1. What is “Substantive Evidence”?

  • Substantive evidence = evidence that the court can directly rely upon to establish a fact in issue.

  • Example: a witness testifying under oath in court about what they saw, or documentary evidence duly proved.

  • It is the real backbone of conviction or acquittal.

2. What are “Contradictions under Section 145 Evidence Act”?

  • Section 145 Evidence Act allows a witness to be cross-examined with his earlier written statement.

  • The earlier statement is not evidence in itself—it serves only a limited role: to show that the witness is inconsistent, unreliable, or untruthful.

  • Example:

    • Witness in court says: “I saw A stab B.”

    • In his 161 CrPC statement to police, he had said: “I did not see who stabbed B.”

    • Defence can use Section 145 to contradict him.

    • This contradiction affects credibility but does not prove the fact of who stabbed B.

Thus, the contradiction is only a tool for testing reliability, not independent evidence of the incident.

3. Why Even Section 164 CrPC Statements Are Not “Substantive”

  • Section 164 CrPC allows a Magistrate to record witness statements or confessions voluntarily.

  • The logic: Since they are not made in court (under oath and subject to cross-examination), they too cannot be treated as substantive evidence.

  • They may be used to:

    • Corroborate testimony (if consistent), or

    • Contradict testimony (if inconsistent),
      but they do not by themselves establish guilt or innocence.

4. What the SC is Cautioning Against in Para 81 of said judgment

  • Trial courts and High Courts must not fall into the trap of using contradictions as if they were “positive evidence.”

  • Even if a contradiction is proved through the Investigating Officer or by confronting the witness, it only “weakens credibility”; it does not “add new facts” into the evidentiary record.

  • A conviction cannot rest solely on contradictions. There must be substantive evidence—like direct testimony, supported by corroboration if available.

Illustration

Let’s imagine:

  • Prosecution witness says in court: “I did not see the murder.”

  • Police statement (161 CrPC): “I saw the accused stab the victim.”

Even if the court says “Aha! The witness is contradicting himself,” it cannot convict the accused based on this police statement. The statement is not evidence—it only shows that the witness is unreliable.
The conviction still needs positive, substantive testimony or other forms of admissible evidence.


 In summary:
Para 81 of said judgment highlights a very important evidentiary principle: Contradictions (under Section 145 Evidence Act) and even prior statements (under Section 164 CrPC) are not substantive evidence. They serve only as credibility tests—not proof of guilt.
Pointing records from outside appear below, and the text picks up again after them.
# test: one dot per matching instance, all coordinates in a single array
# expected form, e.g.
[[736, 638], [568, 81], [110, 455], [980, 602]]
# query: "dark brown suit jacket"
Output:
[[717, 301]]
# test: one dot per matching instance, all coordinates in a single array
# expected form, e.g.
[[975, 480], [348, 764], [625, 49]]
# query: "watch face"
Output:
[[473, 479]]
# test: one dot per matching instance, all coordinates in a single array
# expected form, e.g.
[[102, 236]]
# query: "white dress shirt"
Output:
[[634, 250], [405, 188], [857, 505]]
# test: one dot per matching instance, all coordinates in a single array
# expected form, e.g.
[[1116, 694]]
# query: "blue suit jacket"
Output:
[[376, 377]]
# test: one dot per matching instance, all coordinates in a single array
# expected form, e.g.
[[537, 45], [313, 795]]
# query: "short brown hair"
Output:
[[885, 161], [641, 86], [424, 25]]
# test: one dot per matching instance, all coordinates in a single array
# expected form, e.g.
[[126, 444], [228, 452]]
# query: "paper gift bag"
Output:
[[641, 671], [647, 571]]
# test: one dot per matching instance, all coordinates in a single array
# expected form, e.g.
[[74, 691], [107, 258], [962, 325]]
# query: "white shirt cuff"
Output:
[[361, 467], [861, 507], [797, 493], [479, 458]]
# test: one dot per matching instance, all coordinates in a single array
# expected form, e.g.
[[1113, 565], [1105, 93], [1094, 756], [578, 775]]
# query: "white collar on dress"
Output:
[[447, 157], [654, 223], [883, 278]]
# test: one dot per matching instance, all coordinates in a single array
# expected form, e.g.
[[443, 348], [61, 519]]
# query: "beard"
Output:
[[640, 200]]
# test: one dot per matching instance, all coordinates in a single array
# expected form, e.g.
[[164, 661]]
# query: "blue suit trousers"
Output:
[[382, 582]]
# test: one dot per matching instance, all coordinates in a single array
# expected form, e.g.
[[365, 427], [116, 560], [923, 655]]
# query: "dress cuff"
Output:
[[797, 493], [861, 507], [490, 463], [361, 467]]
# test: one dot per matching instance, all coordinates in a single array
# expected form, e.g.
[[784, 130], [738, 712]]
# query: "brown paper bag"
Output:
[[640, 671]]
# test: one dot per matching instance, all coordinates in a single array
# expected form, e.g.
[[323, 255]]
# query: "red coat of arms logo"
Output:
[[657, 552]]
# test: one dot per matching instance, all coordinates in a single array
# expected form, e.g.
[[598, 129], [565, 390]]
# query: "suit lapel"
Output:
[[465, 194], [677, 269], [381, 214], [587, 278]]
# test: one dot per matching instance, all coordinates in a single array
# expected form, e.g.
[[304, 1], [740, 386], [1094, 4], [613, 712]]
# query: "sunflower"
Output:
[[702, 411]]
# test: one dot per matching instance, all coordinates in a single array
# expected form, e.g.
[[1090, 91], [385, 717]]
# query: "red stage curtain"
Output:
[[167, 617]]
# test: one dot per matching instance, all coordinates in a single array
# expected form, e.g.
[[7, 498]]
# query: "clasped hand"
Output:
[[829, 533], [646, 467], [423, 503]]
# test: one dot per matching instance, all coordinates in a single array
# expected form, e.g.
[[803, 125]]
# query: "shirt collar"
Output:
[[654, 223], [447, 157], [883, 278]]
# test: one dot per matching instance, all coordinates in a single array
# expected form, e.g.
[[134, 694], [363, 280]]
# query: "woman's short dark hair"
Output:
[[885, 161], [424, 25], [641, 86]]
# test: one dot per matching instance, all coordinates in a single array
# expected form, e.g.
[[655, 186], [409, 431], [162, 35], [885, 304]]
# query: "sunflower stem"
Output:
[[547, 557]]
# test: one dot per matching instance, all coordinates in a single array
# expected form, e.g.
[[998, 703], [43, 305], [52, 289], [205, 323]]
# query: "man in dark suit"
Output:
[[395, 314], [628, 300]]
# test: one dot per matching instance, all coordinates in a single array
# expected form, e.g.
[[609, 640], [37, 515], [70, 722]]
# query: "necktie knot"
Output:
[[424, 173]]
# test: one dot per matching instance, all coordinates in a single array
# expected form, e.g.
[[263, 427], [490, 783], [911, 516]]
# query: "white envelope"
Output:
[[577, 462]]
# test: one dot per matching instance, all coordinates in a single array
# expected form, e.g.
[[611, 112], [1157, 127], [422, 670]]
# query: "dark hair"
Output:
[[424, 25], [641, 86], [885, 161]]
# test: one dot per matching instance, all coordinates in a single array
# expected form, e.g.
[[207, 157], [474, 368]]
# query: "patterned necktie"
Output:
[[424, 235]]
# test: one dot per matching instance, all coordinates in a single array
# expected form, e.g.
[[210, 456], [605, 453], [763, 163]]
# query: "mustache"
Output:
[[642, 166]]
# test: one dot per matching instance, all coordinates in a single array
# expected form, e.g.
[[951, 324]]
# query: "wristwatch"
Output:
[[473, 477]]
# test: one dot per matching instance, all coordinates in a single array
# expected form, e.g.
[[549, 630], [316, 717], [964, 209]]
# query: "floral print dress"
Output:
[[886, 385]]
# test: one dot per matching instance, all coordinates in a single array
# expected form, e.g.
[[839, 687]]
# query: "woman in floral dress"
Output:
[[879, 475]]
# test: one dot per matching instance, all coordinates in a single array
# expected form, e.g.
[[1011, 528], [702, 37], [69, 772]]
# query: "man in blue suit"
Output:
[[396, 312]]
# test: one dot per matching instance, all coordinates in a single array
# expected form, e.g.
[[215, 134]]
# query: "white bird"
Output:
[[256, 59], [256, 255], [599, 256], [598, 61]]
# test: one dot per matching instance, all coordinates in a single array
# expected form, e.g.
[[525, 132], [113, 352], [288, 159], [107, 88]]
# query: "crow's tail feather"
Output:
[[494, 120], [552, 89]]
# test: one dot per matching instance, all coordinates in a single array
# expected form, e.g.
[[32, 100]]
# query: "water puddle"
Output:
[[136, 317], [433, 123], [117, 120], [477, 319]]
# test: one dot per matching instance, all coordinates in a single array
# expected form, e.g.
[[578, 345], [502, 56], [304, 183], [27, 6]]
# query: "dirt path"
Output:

Conviction must be based solely on substantive legal evidence given under oath in court, not on investigative paperwork or prior statements.

Conclusion

The message from the Supreme Court in Mahabir v. State of Haryana is unequivocal: Contradictions are not evidence. Whether under Section 145 of the Evidence Act, or even when a statement is recorded under Section 164 CrPC, these materials serve only a collateral purpose. Ultimately, convictions must rest on substantive evidence given before the trial court under oath.

This ruling is a timely reminder for trial courts and High Courts not to blur the boundaries between contradiction and evidence—and for prosecutors to rise above perfunctory cross-examinations when dealing with hostile witnesses.